What did you do in Paris?
I modeled for 10 years, it threw me into a adult world. I had some deep, exceptional encounters. Luckily I avoided bad ones, which obviously exist in that world. Probably thanks to my good star… After these 10 years, I was like a sponge, I started writing, I wanted to become a director. Then I started photography at 26, and eventually I didn’t become a director. Above all, I wanted to be independent, that’s something which is rooted in me.
If you had to sum yourself up, as a photographer?
I am self-taught. Usually, you follow a course and you have references, which you use in your work. I didn’t follow any training. I was like neutral ground at the beginning. I wasn’t shut, I found my own identity much easier. Comparing my work to references came much later, such as Hans Bellmer and his dolls. And I have a constant thirst for knowledge, an infinite curiosity. I was immensely lucky to go out with brilliant men, who deeply loved sharing, who cared for me. Learning comes through encounters, through people who spark desire in me.

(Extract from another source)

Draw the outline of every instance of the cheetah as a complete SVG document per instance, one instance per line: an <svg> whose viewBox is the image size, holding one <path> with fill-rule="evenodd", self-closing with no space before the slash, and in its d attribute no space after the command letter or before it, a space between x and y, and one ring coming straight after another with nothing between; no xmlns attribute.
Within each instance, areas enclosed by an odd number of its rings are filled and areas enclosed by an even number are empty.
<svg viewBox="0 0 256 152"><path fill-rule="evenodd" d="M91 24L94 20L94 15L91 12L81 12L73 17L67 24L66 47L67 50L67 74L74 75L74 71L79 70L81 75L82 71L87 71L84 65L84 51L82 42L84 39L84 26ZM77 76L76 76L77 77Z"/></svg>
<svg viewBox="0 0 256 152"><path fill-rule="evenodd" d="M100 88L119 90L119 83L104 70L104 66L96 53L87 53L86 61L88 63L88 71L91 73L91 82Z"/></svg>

Were you drawn to photography right away?
Yes, the transition from fashion to photography was natural to me. Thanks to my contacts, I gathered relations all through my 10 years of modeling. But fashion is a system which brought me back to my past, with no lightness. That’s why I decided to stop my photography activities for one year, and went to Köln, Germany, to live with a musician.
And what did you do during that year off?
We played in places, I sang a little, and played the guitar. All that still nourishes my photos today. I work in resonance with music. At that time, I started writing concepts and poems. For example that sentence, that I wrote during a collaboration with the group Air: “The soul walks through the field in the blue monochrome.” What I liked was that, as a contrary to fashion photography, my activities were focused on meaning, not only on the sublimation of clothes.
Do you still want to travel after all these different movings?
The field of possibilities remains open of course, but you have to settle down in order to build something. I left for Germany to live with the man I loved. There, I enjoyed nature, anonymity and silence. But it was a way to escape my life, before coming back to Paris. I love Paris because there are so many cultural activities, exhibitions, concerts. I love the architecture. What I like less is the tension you feel, the noise. When I am in need of calm, I meditate. Every day when I wake up, I immerse myself during 20 minutes, I “cut.” Meditation puts space between you and negative things. It’s physiological. I find myself in a modified state of mind. It’s not easy to explain, but it takes your fears away.
So you became impossible to hurt, nothing is upsetting you anymore?
No, human nature still is. Human nature is disappointing and complex. I have very high expectations in my relationships with others and with myself. I am very upright and honest. And most importantly: I don’t lie. I avoid conflicts as much as I can. Sometimes I can be vehement, but it is no longer a part of me.
Light also seems to play an important role in your life and in your work…
I love materializing light within a pictorial construction. I often create a universe in which I take a photo of the character. I can be quite directive, or on the contrary, let the character live and move in that light. You have to remain open to experimentation, to the return of the character, even. I have a good souvenir of the shooting with Léa Seydoux, for example: we worked a lot on the idea of breath, and she played along. To me, photography truly is the writing of light.
How do you feel when you think about the years to come, the future projects?
One thing is certain, I feel ready. I want to open the field of possibilities. You have to do it, you have to do it. People know me as a photographer. I think it is Montaigne who said: “The toughest is to know what you want.” What I want is to keep doing exhibitions, to sell, and collaborate on various themes. Currently, I am working on a project that I can’t really talk about, but it will focus on women. I am preparing myself to live a third life, and I want to show the invisible.
Thank you Linda for your warm welcome and your delicious mint tea.